Teresa Lewis admitted to her role in slaying her husband and stepson for money. That prompted the judge in the 2003 proceedings to call her "the head of this serpent" – a plot that also involved two gunmen, who agreed to sex and cash in exchange for murder.
As Ms. Lewis, a fervent Christian, prepares to face a Virginia execution at 9 p.m. Thursday, she's become another rallying cry for death-penalty opponents, who see the case as a potentially pivotal one in a larger debate about whether a modern nation should be in the business of killing its citizens.
But the fact that Lewis is a woman sets this case apart from many others. In a society where women have sought – and won – equality on nearly every front, the prospect of putting a woman to death still resonates in different ways. And it's not just the American public that might have a tempered view of women who commit capital offenses: Judges and juries tend to respond differently to female killers, too.
Intelligence tests show that Lewis is not bright, but is also not mentally retarded – which would automatically qualify her for commutation. The governor of Virginia and the US Supreme Court have both sided with the Virginia appeals courts, which upheld the conviction and the sentence.
"Nobody questions her guilt in this case. It's just whether or not she's a sympathetic figure," says David Muhlhausen, a senior policy analyst at the conservative Heritage Foundation in Washington. "[Clemency advocates] are playing on the public sentiment that women are less culpable than men."

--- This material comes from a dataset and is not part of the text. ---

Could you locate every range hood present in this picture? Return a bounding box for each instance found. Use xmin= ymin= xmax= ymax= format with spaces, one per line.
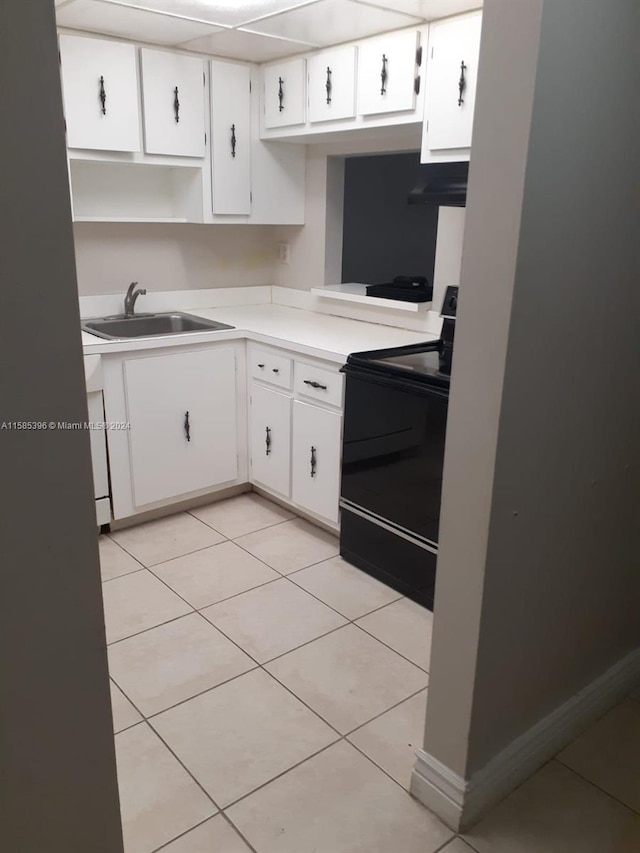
xmin=408 ymin=161 xmax=469 ymax=207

To be sure, many death-row critics speaking up for Lewis say that they're calling for a commutation not because she's a woman, but because of the "injustice" of the case itself, in which the actual killers got life sentences and the admitted plotter received the death penalty.
"In short, Teresa's documented level of intellectual functioning, cognition and judgment make it far more likely that she was led into the scheme ... and not vice versa," writes human rights activist Bianca Jagger in an appeal to Virginia Gov. Bob McDonnell (R) on The Huffington Post website.
Yet it's clear to many that Lewis's case is being publicized at least in part because she is a woman. She would be the first woman in Virginia to die by the state's death penalty since 1912, many news accounts note.
Condemnations of Lewis's looming execution have come in from all over the world. Iranian President Mahmoud Ahmadinejad, in a speech to Islamic clerics in New York on Monday, said that the Western media's coverage of the Lewis case shows a double standard, when compared with recent coverage of an Iranian woman who had been sentenced to death for adultery, according to the Associated Press.
"Meanwhile, nobody objects to the case of an American woman who is going to be executed," the AP quotes Mr. Ahmadinejad as saying.
The Iranian president may be an imperfect messenger for death-penalty critics in the United States, but he does touch on the role of gender in the case.
"It seems clear in hindsight that both her death sentence and her clemency petition contain gender assumptions that the criminal justice system does not spell out explicitly," writes Dahlia Lithwick in Slate. "She was sentenced harshly because she used sexuality and adultery to mastermind a murder plot against loved ones, and she seeks a reprieve from death because her sexuality made her a victim in uniquely female ways."
While women make up 12 percent of all capital murder suspects in any given year, only 2 percent of death-row inmates are female. Women have made up 1 percent of the 1,168 total executions in the US since 1973.
"Although the Court has addressed the issue of arbitrariness almost exclusively in the context of race, discrimination based on gender is perhaps just as common," says a 2000 report by Phillip Barron in the Radical Philosophy Review, an academic journal. "Nonetheless, gender discrimination continues to be ignored by the judicial process."
One explanation from social scientists: Judges – who are mostly male – are likely to impose softer sanctions on women because a natural male reaction is to protect women. More broadly, the sense that women are physically smaller and men are more violent can play into how the legal system views female killers.
"It's like there's something more valuable about women's lives.... Women are also treated differently when they're victims," Ohio Northern University law professor Victor Streib has said, according to The Seattle Times.
But even if statistics indicate that gender biases can ultimately benefit many female murderers, Lewis's gender may have worked against her. She plotted the death of her husband and stepson, and the final words of her dying husband were included in the indictment against her: "My wife knows who done this to me."